Heilbroner, Robert L(ouis) 1919-2005
HEILBRONER, Robert L(ouis) 1919-2005
OBITUARY NOTICE— See index for CA sketch: Born March 24, 1919, in New York, NY; died of a stroke, January 5 (some sources say January 4), 2005, in New York, NY. Economist and author. Heilbroner, the author of the bestselling The Worldly Philosophers, was known as a popularizer of economic studies. After completing his undergraduate education at Harvard University in 1940, he was drafted into the U.S. Army. Placed in Army Intelligence, he was taught Japanese and assigned to interview Japanese prisoners during World War II. When he returned home, he went to work for his late-father's clothing chain, but decided he disliked the profession. Instead, he returned to school, enrolling at the New School for Social Research (now New School University) to study for a Ph.D. in economics. During this time, he published his most famous work, The Worldly Philosophers (1953; tenth edition, 1998), a book about important economists throughout history. The work's success convinced Heilbroner that he could make a career of writing. Becoming preoccupied with writing delayed the completion of his Ph.D. until 1963, but in the meantime he produced such books as The Quest for Wealth (1956) and The Making of Economic Society (1962; eleventh edition, 2002). As an economist, Heilbroner considered himself a radical conservative. This meant that while he felt government should usually not control a country's economy, there were times when it was appropriate for it to step in, such as during severe economic crises. He was sometimes criticized, as was fellow writer John Kenneth Galbraith, for not being scientific enough in his writing. Instead of a narrow, mathematical approach to economic analysis, Heilbroner favored a multidisciplinary view that took into consideration social, political, and other outside influences on the economy.

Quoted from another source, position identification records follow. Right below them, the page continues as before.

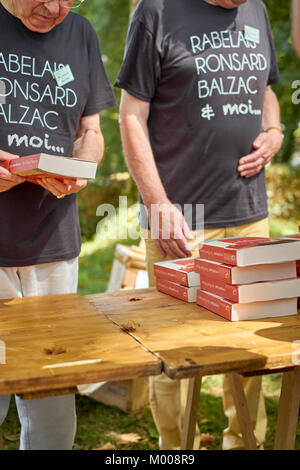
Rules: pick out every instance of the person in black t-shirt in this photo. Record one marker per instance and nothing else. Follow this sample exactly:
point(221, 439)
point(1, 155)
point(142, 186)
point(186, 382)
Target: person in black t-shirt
point(199, 122)
point(53, 86)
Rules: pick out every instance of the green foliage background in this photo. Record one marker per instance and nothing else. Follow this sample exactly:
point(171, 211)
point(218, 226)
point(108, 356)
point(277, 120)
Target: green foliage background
point(110, 18)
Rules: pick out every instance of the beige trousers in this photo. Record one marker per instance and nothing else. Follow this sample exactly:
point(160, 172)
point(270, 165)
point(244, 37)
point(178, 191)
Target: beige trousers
point(168, 397)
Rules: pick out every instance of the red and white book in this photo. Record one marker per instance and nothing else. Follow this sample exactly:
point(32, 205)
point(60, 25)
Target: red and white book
point(181, 271)
point(249, 251)
point(234, 311)
point(42, 164)
point(245, 274)
point(255, 292)
point(188, 294)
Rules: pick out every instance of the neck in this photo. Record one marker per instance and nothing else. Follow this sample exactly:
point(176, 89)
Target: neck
point(9, 6)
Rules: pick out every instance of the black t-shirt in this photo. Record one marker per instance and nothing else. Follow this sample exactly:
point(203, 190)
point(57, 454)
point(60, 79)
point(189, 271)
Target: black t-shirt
point(204, 70)
point(37, 115)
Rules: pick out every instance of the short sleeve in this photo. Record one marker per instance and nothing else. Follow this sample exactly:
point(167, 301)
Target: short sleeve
point(274, 70)
point(141, 68)
point(101, 95)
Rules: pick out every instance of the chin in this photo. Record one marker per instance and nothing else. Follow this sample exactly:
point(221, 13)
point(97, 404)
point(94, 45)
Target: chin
point(39, 27)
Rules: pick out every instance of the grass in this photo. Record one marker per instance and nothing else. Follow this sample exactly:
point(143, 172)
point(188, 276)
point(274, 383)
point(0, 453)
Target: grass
point(101, 426)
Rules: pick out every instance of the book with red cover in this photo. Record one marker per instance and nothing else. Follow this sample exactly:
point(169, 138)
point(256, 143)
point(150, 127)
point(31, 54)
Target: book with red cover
point(255, 292)
point(249, 251)
point(188, 294)
point(42, 164)
point(234, 311)
point(181, 271)
point(245, 274)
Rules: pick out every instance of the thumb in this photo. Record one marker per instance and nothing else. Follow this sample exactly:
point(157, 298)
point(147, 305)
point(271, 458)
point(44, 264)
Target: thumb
point(259, 140)
point(186, 231)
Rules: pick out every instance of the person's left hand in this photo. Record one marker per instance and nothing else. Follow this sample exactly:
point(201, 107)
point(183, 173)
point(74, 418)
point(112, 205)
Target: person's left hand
point(61, 188)
point(266, 145)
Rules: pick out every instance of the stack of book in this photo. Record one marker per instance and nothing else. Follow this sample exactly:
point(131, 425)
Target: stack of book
point(249, 278)
point(178, 278)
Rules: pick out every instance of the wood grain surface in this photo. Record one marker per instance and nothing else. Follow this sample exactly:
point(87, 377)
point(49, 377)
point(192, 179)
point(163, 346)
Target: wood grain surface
point(191, 340)
point(59, 341)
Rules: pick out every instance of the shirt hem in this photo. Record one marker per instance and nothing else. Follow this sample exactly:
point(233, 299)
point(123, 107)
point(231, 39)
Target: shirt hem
point(233, 223)
point(38, 260)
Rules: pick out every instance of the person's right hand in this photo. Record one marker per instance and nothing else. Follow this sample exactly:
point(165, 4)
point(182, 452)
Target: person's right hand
point(7, 180)
point(169, 230)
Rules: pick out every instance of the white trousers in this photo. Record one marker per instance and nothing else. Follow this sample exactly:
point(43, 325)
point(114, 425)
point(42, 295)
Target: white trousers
point(46, 423)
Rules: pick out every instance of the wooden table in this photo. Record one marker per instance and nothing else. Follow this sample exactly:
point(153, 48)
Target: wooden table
point(192, 342)
point(55, 342)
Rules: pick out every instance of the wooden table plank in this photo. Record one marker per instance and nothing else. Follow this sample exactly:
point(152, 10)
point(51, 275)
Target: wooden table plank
point(192, 341)
point(95, 348)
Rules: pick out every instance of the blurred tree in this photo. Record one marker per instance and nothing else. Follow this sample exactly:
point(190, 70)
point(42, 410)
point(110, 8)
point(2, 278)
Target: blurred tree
point(110, 20)
point(289, 66)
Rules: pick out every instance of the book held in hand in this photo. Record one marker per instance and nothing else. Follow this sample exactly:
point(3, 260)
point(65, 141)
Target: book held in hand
point(255, 292)
point(245, 274)
point(249, 251)
point(234, 311)
point(181, 271)
point(42, 164)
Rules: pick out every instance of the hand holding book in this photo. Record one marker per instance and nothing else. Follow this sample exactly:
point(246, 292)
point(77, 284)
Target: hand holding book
point(7, 180)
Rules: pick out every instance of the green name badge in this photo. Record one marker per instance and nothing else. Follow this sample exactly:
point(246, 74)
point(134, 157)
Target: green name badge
point(252, 34)
point(63, 75)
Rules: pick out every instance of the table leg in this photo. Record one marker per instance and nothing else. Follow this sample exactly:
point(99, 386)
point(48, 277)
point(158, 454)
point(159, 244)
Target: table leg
point(288, 410)
point(190, 417)
point(242, 410)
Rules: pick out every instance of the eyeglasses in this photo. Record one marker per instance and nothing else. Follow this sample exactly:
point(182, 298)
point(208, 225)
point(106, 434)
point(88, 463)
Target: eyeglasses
point(66, 3)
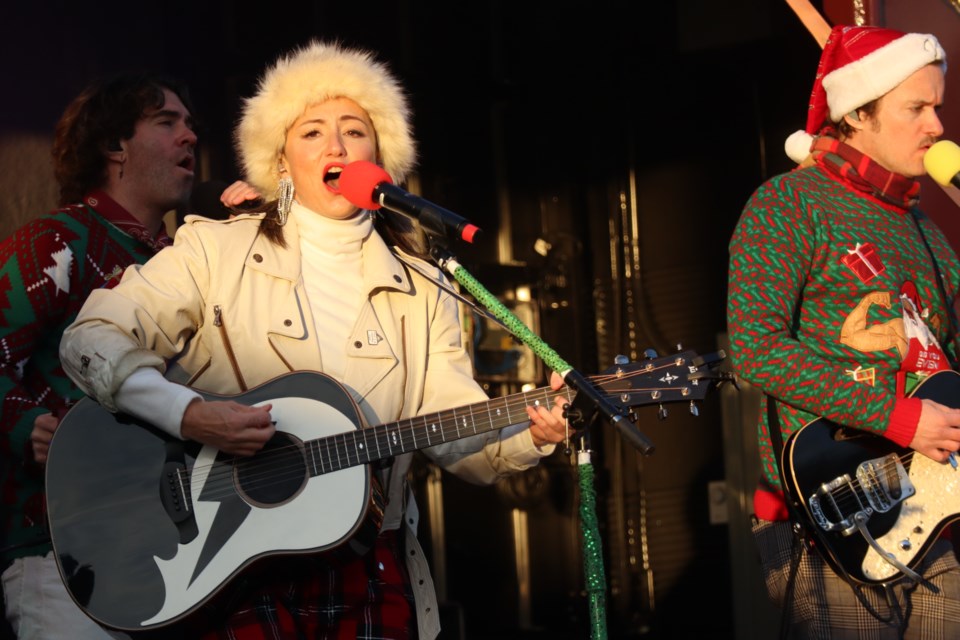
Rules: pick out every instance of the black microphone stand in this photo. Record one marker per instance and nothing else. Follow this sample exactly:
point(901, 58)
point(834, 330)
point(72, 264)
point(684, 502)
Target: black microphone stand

Despite criticisms by some economists, others among his colleagues appreciated what he was doing as a writer and acknowledged his scholarship. In 1972 he was named Norman Thomas Professor of Economics at the New School. Among Heilbroner's many other books are The Limits of American Capitalism (1966), An Inquiry into the Human Prospect (1975; third edition, 1991), The Nature and Logic of Capitalism (1985), and Teachings from the Worldly Philosophy (1996).
OBITUARIES AND OTHER SOURCES:
Chicago Tribune, January 13, 2005, section 3, p. 11.
Los Angeles Times, January 11, 2005, p. B10.
New York Times, January 12, 2005, p. A21.
Washington Post, January 13, 2005, p. B8.